ハーブサプリメントの使用経験のある10代の児は喫煙、飲酒、薬物使用度高い
過去にハーブサプリメント(栄養補助食品)の使用経験のある10代の児は、性別にかかわらずたばこ、アルコール、違法薬物などの使用傾向の高いことが、米ニューヨーク州北部の高校生を対象にした調査で明らかになった。
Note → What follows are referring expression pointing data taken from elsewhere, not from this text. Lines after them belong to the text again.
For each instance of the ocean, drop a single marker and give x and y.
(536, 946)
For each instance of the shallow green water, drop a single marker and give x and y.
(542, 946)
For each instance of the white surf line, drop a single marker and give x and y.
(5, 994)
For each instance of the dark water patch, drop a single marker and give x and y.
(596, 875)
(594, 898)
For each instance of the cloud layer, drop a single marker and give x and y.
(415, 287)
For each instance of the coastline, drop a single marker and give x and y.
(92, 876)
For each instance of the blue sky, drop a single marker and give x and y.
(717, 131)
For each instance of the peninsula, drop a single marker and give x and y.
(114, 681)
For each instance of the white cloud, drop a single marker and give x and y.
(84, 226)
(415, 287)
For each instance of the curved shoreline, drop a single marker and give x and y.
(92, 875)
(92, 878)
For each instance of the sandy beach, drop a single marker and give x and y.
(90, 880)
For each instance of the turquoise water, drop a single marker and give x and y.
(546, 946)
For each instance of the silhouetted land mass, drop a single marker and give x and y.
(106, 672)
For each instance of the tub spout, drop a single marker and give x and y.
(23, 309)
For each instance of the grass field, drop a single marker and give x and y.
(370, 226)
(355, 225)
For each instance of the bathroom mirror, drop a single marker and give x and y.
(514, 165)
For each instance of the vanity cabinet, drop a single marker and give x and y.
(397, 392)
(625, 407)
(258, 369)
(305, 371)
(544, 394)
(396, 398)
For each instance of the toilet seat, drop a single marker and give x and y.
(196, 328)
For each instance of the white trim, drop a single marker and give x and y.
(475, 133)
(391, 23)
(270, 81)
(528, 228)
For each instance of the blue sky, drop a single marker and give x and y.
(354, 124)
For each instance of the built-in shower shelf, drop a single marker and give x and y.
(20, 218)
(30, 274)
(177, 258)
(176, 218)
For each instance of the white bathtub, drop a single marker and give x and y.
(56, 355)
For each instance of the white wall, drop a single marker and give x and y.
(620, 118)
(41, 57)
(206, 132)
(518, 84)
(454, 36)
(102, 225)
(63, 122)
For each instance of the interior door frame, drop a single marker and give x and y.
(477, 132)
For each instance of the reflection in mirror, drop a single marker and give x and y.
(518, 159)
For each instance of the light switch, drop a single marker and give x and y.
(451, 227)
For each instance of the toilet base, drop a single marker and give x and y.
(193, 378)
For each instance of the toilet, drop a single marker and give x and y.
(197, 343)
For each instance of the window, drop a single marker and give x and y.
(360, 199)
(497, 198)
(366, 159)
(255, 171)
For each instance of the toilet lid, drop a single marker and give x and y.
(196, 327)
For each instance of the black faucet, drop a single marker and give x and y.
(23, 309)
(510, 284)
米ロチェスター大学(ニューヨーク州)メディカルセンター思春期医療部小児科準教授のSusan Yussman博士らの研究グループは、1999年に高校生約2,000人を対象に実施した調査結果を検討。調査では、ハーブや他の自然製品の使用頻度や使用した際の気分の高揚、運動や学校での活動の向上度などを質問。ハーブ製品にはビタミンやセント・ジョンズ・ワートなどのサプリメントも含まれた。研究報告は、米医学誌「Journal of Adolescent Health」3月23日号に掲載されている。
全体の25%にハーブサプリメントの使用経験があり、経験者は経験のない生徒に比較して、喫煙率が2倍、アルコール摂取率が3倍、違法薬物の使用率が4〜14倍多かった。違法薬物の使用では、LSD、エクスタシーの使用経験は4.4倍、コカインは約6倍、メタンフェタミン(覚醒剤)は約7倍、ヘロインは約9倍、ステロイドは14.5倍であった。
Yussman博士は、質問方法が解釈に影響を与えたことや、欠席が多い学生は除外されていること、ティーンが特異的に使用しているハーブの使用状況や使用理由が不明など、今回の評価には限界があることを指摘。また今回は予備的な研究であり、因果関係を明らかにしたものではないと断っている。
ニューヨーク州立精神医学研究所のAdam Basiga博士は、ハーブサプリメント使用が薬物使用に導くのか、その逆なのかが不明であり、好奇心など別の要因が影響した可能性もあると指摘。エール大学医学部精神医学教授のThomas Kosten博士は、研究の限界はあるものの、ハーブ使用が他の薬物の潜在的な使用のきっかけとなるのかどうか観察する必要があると述べるとともに、ハーブの有する潜在的な毒性や常習性をもたらす成分を明らかにする必要があるとしている。
Yussmah博士は、こうした問題点が明らかになるまでは、医療関係者は、処方薬、市販薬、一般のハーブ製品全ての使用に関する適切な情報を提示し、また親も含めて思春期の若者にはハーブ製品の使用の有無を尋ね、使用しているならばその内容を掘り下げて聞くべきであると述べている。